FIGURE 2. Overview of regulatory network categorized by regulatory mechanism. (A) Number of regulators with respect to their regulatory mechanisms. Each bar corresponds to the number of regulators having the same type of regulatory mechanism. (B) Number of genes with respect to the regulatory mechanisms controlling their expression. Each bar refers to the number of genes that are controlled by a regulator having the same type of regulatory mechanism. Number of genes involved in the metabolism is highlighted in red. Abbreviations: P (Accessory protein involved in regulation); P-AT+M (Protein – transcriptional antiterminator conditioned by a metabolite); P-AT+PTS (Protein – transcriptional antiterminator conditioned by a PTS phosphorylation); P-PTC (Protein post-transcriptional control); TF (Transcription factor); TF–TC (Two-component response regulator); TF+M (Transcription factor conditioned by a metabolite); TF+P (Transcription factor + accessory protein); TF+P+M (Transcription factor + accessory protein associated to a metabolite); TF+PP (Transcription Factor + phosphorylated protein); TF+PP+M (Transcription factor + phosphorylated protein + metabolite); TF+PTS (Transcription factor + PTS phosphorylation); TF+S [Transcription factor + stress (DNA alteration/TF alteration)]; TF+unk (Transcription factor conditioned by an unknown mechanism/protein/metabolite).
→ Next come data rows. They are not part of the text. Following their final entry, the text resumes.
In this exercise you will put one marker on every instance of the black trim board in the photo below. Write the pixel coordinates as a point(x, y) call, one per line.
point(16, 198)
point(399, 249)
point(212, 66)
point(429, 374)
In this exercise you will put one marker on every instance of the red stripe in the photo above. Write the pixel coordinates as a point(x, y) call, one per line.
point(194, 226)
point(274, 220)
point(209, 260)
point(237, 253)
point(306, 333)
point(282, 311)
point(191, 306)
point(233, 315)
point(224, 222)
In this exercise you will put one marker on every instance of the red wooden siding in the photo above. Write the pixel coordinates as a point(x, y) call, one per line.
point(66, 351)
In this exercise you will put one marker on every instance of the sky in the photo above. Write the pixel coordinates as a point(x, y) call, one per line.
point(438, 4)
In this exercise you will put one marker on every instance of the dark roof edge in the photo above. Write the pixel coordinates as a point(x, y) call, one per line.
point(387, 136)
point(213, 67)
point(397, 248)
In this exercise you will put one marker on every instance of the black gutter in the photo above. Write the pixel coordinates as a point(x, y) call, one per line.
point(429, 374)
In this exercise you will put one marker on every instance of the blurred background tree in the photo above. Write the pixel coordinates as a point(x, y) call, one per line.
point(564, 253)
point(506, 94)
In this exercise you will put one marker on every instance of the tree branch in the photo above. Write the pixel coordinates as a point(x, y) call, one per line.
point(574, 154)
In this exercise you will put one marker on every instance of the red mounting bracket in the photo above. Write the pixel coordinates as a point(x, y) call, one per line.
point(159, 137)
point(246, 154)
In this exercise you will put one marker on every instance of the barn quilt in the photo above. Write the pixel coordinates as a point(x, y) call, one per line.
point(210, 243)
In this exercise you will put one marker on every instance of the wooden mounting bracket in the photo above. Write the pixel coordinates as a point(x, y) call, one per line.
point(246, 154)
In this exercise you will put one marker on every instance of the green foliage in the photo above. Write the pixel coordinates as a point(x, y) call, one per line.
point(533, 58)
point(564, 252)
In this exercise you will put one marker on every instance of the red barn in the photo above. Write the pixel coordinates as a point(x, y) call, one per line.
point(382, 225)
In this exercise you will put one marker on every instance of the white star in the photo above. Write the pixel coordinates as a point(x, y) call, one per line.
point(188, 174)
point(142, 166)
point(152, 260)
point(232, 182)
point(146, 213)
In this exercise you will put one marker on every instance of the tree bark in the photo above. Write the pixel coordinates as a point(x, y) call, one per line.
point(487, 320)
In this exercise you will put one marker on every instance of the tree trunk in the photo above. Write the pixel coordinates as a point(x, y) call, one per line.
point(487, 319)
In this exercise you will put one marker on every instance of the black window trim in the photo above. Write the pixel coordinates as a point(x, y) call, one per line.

We then examined the number of genes responding to the regulators associated with each distinct regulatory mechanism (Figure 2B). In agreement with the experimental results of (Nicolas et al., 2012), we found the largest number of genes were associated with mechanisms involving a sigma factor (Sigma factor regulatory mechanism is not picture in Figure 2B due to the disproportionally large number of genes associated with this mechanism, all details are available in Supplementary Tables S1 and S2). All together, these mechanisms were associated with 40% of the genes included in our model. Moreover, 26% of the genes in our model were associated with regulatory mechanisms that respond to a metabolic signal (categories “TF+M”, “TF+PP+M”, “TF+P+M”, “P-AT+PTS”, “P-AT+M”, “riboswitch”); this set of genes includes 45% of the genes involved in the metabolic pathways of B. subtilis (Henry et al., 2009) (Figure 2B highlighted in red), in agreement with results from previous work (Goelzer et al., 2008). This confirms the key role of metabolites in the regulation of metabolic pathways.
In addition to sigma factors, the other main regulatory mechanisms, representing ∼29% of the reported regulatory interactions, were TFs alone (“TF”) and the TFs having one (or several) metabolites as direct effectors (“TF+M”) (Figure 2). Most of the regulators of the category “TF+M” correspond to local regulators, following the definition of Goelzer et al. (2008): “the local regulator of a metabolic pathway guarantees the activation or the inhibition of genes as a function of an intermediate metabolite of the metabolic pathway”. Interestingly, the complex regulatory mechanisms involving several entities, like a TFs and a phosphorylated protein with or without a metabolite (“TF+PP” and “TF+PP+M”) had only a single pleiotropic regulator with multiple target genes. These regulators are Spo0A and CcpA and are involved, respectively, in the cell fate decision (Lopez and Kolter, 2010) and in the management of carbon sources (Fujita, 2009). Increasing the complexity of the mechanism of regulation may reflect the necessity for the cell to integrate different signals or to have a large range of modulation in the gene expression.
Atomic Regulons for Bacillus subtilis
With the initial reconstruction of our new regulatory model of B. subtilis complete, we next applied gene expression data to reconcile and validate our model. This process began with a survey of the data present in current expression databases. As of May 2015, there were ∼1750 datasets in GEO (Edgar et al., 2002) related to B. subtilis strains. However, the utilization of all of these data in our model validation posed a challenge, as protocols vary from lab to lab, and various expression platforms can produce results that are difficult to merge. Thus, we selected a single dataset, comprised of 269 samples collected from 104 different growth conditions (Buescher et al., 2012; Nicolas et al., 2012). We used this data with our new algorithm to infer a set of ARs for the B. subtilis 168 genome (Figure 3 and Supplementary Table S3).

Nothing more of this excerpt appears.